How to Write a Great AI Image Prompt: The 6-Part Anatomy
May 31, 2026
You can picture an image perfectly and still get garbage out. The fix is structure.
If you've ever typed "a cool dragon" into an AI image tool and gotten back something flat, generic, and nothing like the picture in your head, the problem isn't the model. It's that you gave it one word of intent and left the other ninety-nine decisions to a coin flip. A great AI image prompt isn't longer or more clever — it's structured. It names the six decisions the model would otherwise guess at.
This guide breaks an image prompt into six parts, then builds one prompt from scratch, one part at a time, writing out the actual prompt text at every step so you can see exactly what each layer adds. You'll get a lazy-vs-structured comparison with both results described in full, a section on what to exclude, the style anchors that actually move the output, and a copy-paste template you can reuse forever. Everything here works in any modern generator — including the AI image generator on SentX.
The 6-part anatomy of an AI image prompt
Every strong image prompt answers six questions, in roughly this order: Subject → Composition → Style → Lighting → Lens/Camera → Mood/Color. Lead with the subject, because the model leans hardest on the words it reads first; layer the rest as refinement.
Here is what each part controls:
- Subject — what is in the frame. The noun plus its defining traits, clothing, action, and setting. This is the single most important part; a vague subject can't be rescued by good lighting.

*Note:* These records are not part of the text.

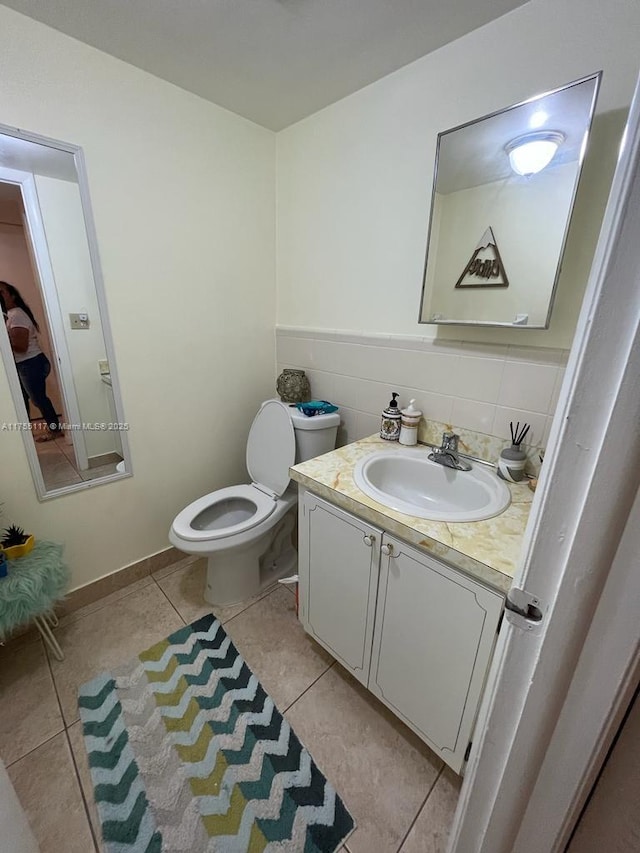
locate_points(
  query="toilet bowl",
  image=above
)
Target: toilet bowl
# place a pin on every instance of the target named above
(245, 530)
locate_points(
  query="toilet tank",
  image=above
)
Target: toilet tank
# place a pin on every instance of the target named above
(315, 435)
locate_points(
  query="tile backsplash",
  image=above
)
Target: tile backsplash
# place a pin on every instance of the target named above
(473, 387)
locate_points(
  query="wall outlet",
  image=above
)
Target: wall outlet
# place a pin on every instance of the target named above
(79, 321)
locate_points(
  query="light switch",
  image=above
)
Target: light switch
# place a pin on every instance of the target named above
(79, 321)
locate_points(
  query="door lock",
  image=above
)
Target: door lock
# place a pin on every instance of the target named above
(523, 608)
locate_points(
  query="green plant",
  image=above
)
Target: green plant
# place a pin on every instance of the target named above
(13, 536)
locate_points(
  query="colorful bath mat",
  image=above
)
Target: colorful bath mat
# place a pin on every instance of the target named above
(188, 753)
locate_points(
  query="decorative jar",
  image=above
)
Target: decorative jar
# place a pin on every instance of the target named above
(293, 386)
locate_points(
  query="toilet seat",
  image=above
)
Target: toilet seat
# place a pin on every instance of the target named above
(247, 501)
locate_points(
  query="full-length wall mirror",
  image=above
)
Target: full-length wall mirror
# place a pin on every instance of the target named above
(503, 193)
(55, 340)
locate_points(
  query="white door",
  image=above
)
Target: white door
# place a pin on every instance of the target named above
(434, 635)
(556, 686)
(338, 561)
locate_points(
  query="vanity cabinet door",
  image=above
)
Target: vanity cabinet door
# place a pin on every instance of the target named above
(338, 578)
(434, 635)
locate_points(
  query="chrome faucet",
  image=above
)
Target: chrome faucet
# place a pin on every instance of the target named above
(447, 453)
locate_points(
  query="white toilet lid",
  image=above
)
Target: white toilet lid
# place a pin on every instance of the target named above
(254, 505)
(271, 447)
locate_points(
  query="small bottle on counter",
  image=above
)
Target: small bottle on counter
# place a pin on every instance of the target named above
(390, 426)
(410, 418)
(511, 464)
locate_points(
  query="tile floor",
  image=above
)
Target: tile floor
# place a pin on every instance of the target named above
(400, 794)
(58, 465)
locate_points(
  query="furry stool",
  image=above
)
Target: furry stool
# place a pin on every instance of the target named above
(30, 590)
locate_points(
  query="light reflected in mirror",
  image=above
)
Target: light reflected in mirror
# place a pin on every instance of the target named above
(499, 219)
(55, 341)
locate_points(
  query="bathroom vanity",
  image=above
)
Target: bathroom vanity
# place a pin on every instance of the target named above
(410, 607)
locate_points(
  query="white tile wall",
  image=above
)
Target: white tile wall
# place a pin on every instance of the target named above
(480, 387)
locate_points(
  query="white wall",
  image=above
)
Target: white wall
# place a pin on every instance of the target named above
(354, 180)
(465, 385)
(183, 198)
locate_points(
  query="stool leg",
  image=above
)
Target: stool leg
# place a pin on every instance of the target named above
(47, 636)
(52, 619)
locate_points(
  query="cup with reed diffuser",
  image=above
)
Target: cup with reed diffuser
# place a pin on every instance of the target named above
(513, 459)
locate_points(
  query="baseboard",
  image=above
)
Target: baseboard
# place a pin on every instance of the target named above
(117, 580)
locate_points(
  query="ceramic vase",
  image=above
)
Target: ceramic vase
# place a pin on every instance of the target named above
(293, 386)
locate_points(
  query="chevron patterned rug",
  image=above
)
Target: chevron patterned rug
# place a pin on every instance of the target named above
(188, 753)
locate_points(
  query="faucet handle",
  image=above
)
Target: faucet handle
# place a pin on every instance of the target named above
(450, 441)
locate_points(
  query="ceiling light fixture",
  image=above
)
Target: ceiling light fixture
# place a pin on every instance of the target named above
(532, 152)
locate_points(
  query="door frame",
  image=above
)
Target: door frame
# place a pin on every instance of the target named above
(36, 237)
(558, 688)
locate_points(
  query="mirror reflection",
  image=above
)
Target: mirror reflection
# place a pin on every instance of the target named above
(55, 340)
(503, 193)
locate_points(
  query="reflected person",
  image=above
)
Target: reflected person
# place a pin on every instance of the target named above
(32, 365)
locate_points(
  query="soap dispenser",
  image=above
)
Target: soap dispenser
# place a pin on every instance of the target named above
(390, 426)
(410, 418)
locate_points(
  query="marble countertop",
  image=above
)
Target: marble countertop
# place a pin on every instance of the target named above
(486, 550)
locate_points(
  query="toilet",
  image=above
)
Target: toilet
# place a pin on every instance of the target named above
(245, 531)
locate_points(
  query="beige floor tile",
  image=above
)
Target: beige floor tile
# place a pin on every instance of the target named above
(29, 711)
(99, 471)
(172, 566)
(108, 637)
(48, 789)
(185, 590)
(430, 832)
(271, 640)
(382, 770)
(81, 612)
(82, 763)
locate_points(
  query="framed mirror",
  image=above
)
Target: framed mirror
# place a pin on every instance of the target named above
(55, 340)
(503, 193)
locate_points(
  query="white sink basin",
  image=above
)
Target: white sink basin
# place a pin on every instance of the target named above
(407, 481)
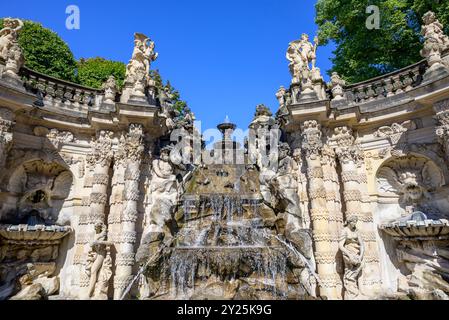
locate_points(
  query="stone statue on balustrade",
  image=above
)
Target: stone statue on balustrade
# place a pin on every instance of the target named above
(352, 247)
(8, 36)
(99, 264)
(110, 90)
(165, 191)
(138, 68)
(301, 54)
(435, 42)
(10, 51)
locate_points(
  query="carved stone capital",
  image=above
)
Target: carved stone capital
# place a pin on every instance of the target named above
(311, 138)
(102, 148)
(134, 143)
(6, 126)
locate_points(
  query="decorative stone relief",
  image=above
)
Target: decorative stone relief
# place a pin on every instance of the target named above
(396, 131)
(102, 148)
(40, 188)
(164, 188)
(301, 53)
(442, 117)
(435, 41)
(353, 249)
(346, 147)
(110, 90)
(99, 264)
(138, 69)
(312, 142)
(6, 135)
(337, 84)
(413, 179)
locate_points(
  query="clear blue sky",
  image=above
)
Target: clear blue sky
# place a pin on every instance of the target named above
(224, 56)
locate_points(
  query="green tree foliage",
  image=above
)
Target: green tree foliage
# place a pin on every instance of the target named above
(93, 72)
(362, 53)
(44, 51)
(179, 104)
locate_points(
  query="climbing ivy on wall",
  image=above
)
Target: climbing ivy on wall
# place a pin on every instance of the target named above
(362, 53)
(44, 51)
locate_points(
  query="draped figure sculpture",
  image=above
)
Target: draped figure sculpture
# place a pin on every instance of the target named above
(99, 264)
(352, 247)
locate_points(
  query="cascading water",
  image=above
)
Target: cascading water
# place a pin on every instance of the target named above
(225, 246)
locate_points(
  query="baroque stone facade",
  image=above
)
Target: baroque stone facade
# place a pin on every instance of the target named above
(355, 205)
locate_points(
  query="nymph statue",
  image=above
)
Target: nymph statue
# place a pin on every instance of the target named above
(435, 41)
(352, 248)
(99, 264)
(8, 36)
(301, 53)
(164, 189)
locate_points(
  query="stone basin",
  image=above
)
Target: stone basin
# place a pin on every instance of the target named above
(418, 229)
(34, 233)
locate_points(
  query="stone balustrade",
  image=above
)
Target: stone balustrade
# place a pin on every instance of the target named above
(388, 85)
(46, 87)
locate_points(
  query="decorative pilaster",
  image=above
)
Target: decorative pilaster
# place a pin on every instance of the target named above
(442, 117)
(102, 152)
(357, 203)
(324, 255)
(125, 260)
(6, 135)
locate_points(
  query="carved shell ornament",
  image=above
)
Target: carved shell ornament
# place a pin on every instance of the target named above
(411, 177)
(40, 186)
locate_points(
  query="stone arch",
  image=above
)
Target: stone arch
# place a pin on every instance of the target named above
(413, 178)
(37, 186)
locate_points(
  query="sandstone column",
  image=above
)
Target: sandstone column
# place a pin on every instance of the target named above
(324, 256)
(442, 117)
(103, 157)
(357, 203)
(333, 200)
(125, 260)
(6, 135)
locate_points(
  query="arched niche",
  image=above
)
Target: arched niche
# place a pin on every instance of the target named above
(410, 183)
(37, 188)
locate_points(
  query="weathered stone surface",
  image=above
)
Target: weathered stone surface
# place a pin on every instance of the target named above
(373, 154)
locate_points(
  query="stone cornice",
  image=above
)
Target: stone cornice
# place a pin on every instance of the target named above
(390, 102)
(71, 113)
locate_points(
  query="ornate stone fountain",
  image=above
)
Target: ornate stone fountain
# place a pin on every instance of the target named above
(229, 243)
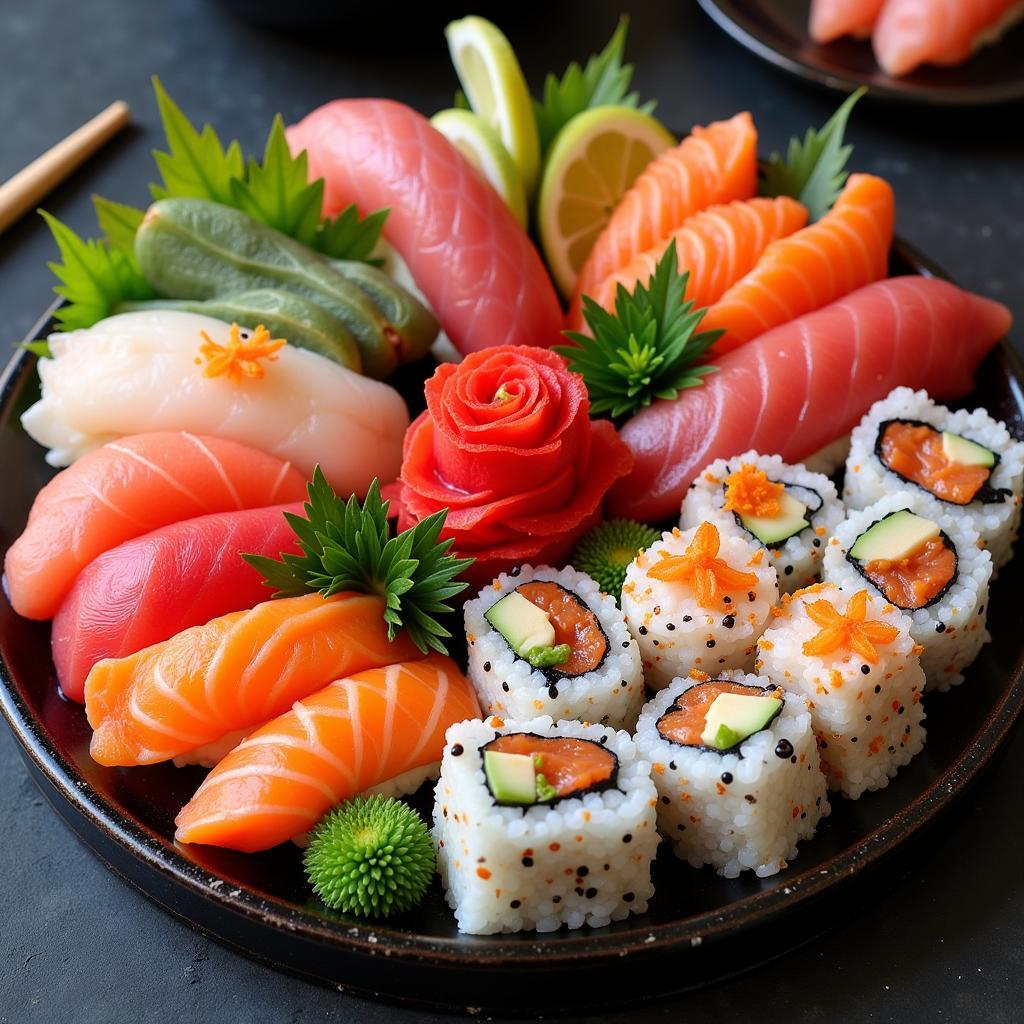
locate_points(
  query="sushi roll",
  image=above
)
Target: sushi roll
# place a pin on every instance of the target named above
(966, 460)
(545, 641)
(736, 770)
(698, 599)
(851, 654)
(926, 559)
(785, 509)
(541, 824)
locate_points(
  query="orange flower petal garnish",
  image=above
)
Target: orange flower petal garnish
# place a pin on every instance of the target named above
(749, 492)
(700, 566)
(849, 631)
(241, 356)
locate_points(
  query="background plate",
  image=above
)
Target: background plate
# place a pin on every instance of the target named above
(700, 927)
(776, 32)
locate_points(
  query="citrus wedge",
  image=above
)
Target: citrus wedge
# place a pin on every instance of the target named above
(481, 145)
(591, 165)
(494, 83)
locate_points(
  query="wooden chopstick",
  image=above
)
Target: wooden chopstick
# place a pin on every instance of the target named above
(20, 194)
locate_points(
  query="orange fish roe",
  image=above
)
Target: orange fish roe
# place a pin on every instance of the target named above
(847, 632)
(700, 566)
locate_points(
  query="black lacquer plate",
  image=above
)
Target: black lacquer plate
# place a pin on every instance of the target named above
(699, 928)
(776, 32)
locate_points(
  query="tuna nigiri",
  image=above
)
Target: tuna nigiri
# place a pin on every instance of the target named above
(909, 33)
(352, 735)
(714, 165)
(799, 387)
(233, 673)
(717, 246)
(167, 370)
(480, 273)
(148, 589)
(845, 250)
(127, 488)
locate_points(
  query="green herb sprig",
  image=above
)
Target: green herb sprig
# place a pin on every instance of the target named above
(346, 546)
(646, 349)
(814, 170)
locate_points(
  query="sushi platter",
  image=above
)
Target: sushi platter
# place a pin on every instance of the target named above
(626, 617)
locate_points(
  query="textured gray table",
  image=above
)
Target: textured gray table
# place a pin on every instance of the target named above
(78, 944)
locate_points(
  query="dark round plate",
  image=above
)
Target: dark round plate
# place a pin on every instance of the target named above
(776, 32)
(699, 928)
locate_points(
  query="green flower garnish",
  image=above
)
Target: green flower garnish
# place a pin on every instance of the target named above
(372, 857)
(645, 349)
(346, 546)
(606, 551)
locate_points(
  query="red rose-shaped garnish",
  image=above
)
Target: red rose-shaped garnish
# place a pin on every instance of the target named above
(507, 444)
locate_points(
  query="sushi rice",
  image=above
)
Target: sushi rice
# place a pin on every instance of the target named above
(868, 723)
(951, 631)
(506, 684)
(675, 633)
(739, 810)
(797, 560)
(582, 860)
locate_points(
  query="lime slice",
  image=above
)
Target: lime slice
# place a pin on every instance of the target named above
(494, 84)
(592, 163)
(479, 143)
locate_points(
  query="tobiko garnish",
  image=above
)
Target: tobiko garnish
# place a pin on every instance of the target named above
(507, 444)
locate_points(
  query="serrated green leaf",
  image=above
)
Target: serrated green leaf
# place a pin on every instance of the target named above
(814, 170)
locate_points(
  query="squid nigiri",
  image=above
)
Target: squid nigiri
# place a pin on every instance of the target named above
(168, 370)
(127, 488)
(385, 725)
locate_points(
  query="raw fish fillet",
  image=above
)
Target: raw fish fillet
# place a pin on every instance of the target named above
(350, 736)
(148, 589)
(845, 250)
(142, 371)
(481, 275)
(235, 672)
(713, 165)
(801, 386)
(909, 33)
(834, 18)
(717, 246)
(127, 488)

- Composition — where the subject sits in the frame and how the shot is framed. Close-up, wide shot, rule-of-thirds, centered, low angle, over-the-shoulder. This is the part beginners skip most, and it's why their images feel like flat ID photos.
- Style — the medium and visual language. Photograph, oil painting, watercolor, 3D render, ukiyo-e, charcoal sketch, risograph print. Style is the biggest single lever on the whole "feel" of the result.
- Lighting — where the light comes from and how hard it is. Golden-hour backlight, soft north-window light, hard noon sun, neon glow, candlelight, overcast diffusion. Without it the model defaults to safe, boring, even lighting.
- Lens / Camera — how the image was captured. 35mm, 85mm portrait, macro, wide-angle 24mm, shallow depth of field, tilt-shift. This is what separates "looks like a snapshot" from "looks like it was shot by someone who owns lenses."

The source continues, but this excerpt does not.